Ring of the Week: Mayall's Object
“Love is a burning flame
And it makes a fiery ring
Bringing hurt to the heart’s desire
I fell in the ring of fire”
– Johnny Cash
Before I venture any deeper into the mysterious world of Ring Galaxies, I thought I would give a quick introduction to the archetypal ring galaxy – the “Collisional Ring”.
Collisional Rings are formed when a smaller galaxy crashes through the centre of a larger galaxy. Just as throwing a stone into a pond creates an outwardly moving circular wave, a gravitational density wave is generated at the point of impact throwing matter out into a ring shape. Most Collisional Ring galaxies manage to hold onto a nucleus in the centre of the ring but sometimes the disturbance is so large that the nucleus is completely destroyed.

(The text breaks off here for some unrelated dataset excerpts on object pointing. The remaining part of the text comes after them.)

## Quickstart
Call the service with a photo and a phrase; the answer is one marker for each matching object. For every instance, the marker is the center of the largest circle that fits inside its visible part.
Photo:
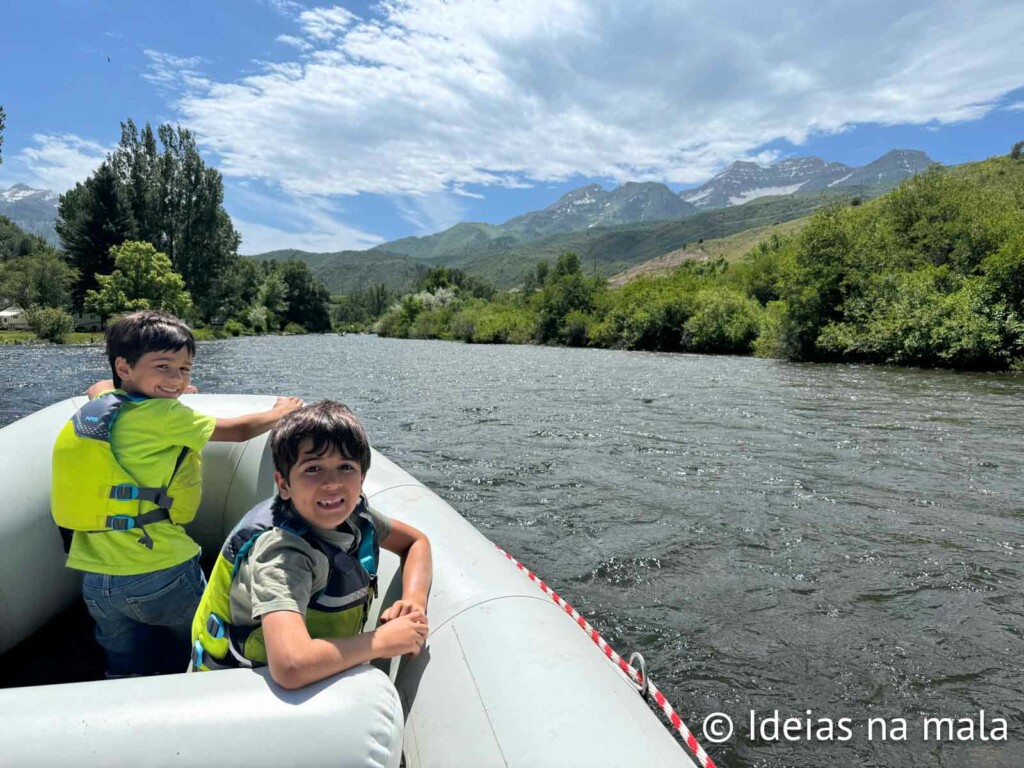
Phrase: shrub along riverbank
(931, 274)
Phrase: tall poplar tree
(93, 217)
(177, 204)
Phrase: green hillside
(462, 237)
(612, 250)
(347, 271)
(492, 254)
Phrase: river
(773, 537)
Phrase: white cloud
(326, 24)
(429, 96)
(431, 213)
(295, 42)
(58, 162)
(172, 72)
(312, 224)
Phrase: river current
(832, 543)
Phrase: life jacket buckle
(121, 522)
(215, 626)
(198, 651)
(125, 492)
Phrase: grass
(27, 337)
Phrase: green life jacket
(90, 491)
(338, 610)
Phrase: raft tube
(506, 678)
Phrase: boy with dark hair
(127, 476)
(293, 584)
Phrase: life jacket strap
(201, 658)
(128, 493)
(130, 522)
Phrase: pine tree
(92, 218)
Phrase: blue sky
(344, 126)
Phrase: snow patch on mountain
(763, 192)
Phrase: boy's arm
(414, 548)
(242, 428)
(297, 659)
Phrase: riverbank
(96, 337)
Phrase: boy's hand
(287, 404)
(399, 608)
(98, 388)
(403, 635)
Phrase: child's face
(163, 374)
(324, 488)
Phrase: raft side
(503, 666)
(506, 678)
(223, 719)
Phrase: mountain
(592, 206)
(461, 237)
(33, 210)
(890, 169)
(347, 271)
(743, 181)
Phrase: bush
(50, 324)
(724, 322)
(235, 328)
(577, 329)
(481, 323)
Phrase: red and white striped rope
(663, 702)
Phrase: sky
(344, 126)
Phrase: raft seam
(483, 706)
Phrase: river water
(772, 537)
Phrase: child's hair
(326, 423)
(145, 331)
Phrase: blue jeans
(127, 607)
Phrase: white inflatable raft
(505, 679)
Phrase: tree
(50, 324)
(272, 298)
(92, 218)
(307, 298)
(142, 279)
(166, 198)
(39, 280)
(195, 229)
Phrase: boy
(294, 581)
(127, 475)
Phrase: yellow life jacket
(339, 609)
(90, 491)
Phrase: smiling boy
(294, 581)
(127, 475)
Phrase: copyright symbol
(718, 727)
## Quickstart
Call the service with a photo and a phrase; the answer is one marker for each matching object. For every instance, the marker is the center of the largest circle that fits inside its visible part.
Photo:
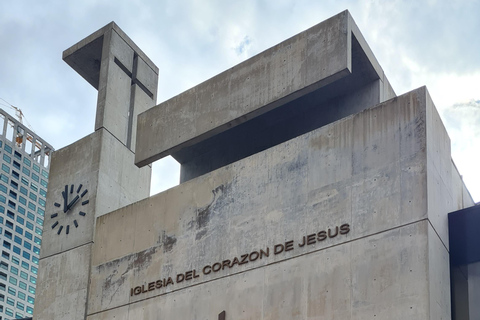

Thanks to the work of Zoo members I have so far found about 125 Collisional Rings in the Galaxy Zoo (and still searching…!) so we can safely say that Collisional Rings are quite a rare phenomenon.
It is incredibly rare to see the galaxy collision actually taking place so my Ring of the Week this week is a fantastic Collisional Ring seen just after impact. Nick-named ‘Mayall’s object’, this ring is located in the constellation of Ursa Major, approximately 450 million light-years away. The image on the left is the Galaxy Zoo image and on the right is an image of the same galaxy taken by the Hubble Space Telescope. You can clearly see the elongated “bullet” galaxy blasting through the disc, creating a huge raggedy ring of stars.
The Hubble image is part of a collection of 59 images of merging galaxies released on the occasion of its 18th anniversary on April 24, 2008. (NASA, ESA, the Hubble Heritage (STScI/AURA)-ESA/Hubble Collaboration, and A. Evans (University of Virginia, Charlottesville/NRAO/Stony Brook University))
Thank you Georgia for posting this spectacular RING OF FIRE. I had come across this object at least three times in GZ1 among my tally of galaxy classifications and was inevitably moonstruck by its beauty.
JKHC.
A fun image, and I recomend the book too – I got it for Xmas.
Anyone who can bring, Johnny Cash, and astronomy is gonna be okay in my books. I think he would have appreciated the connection.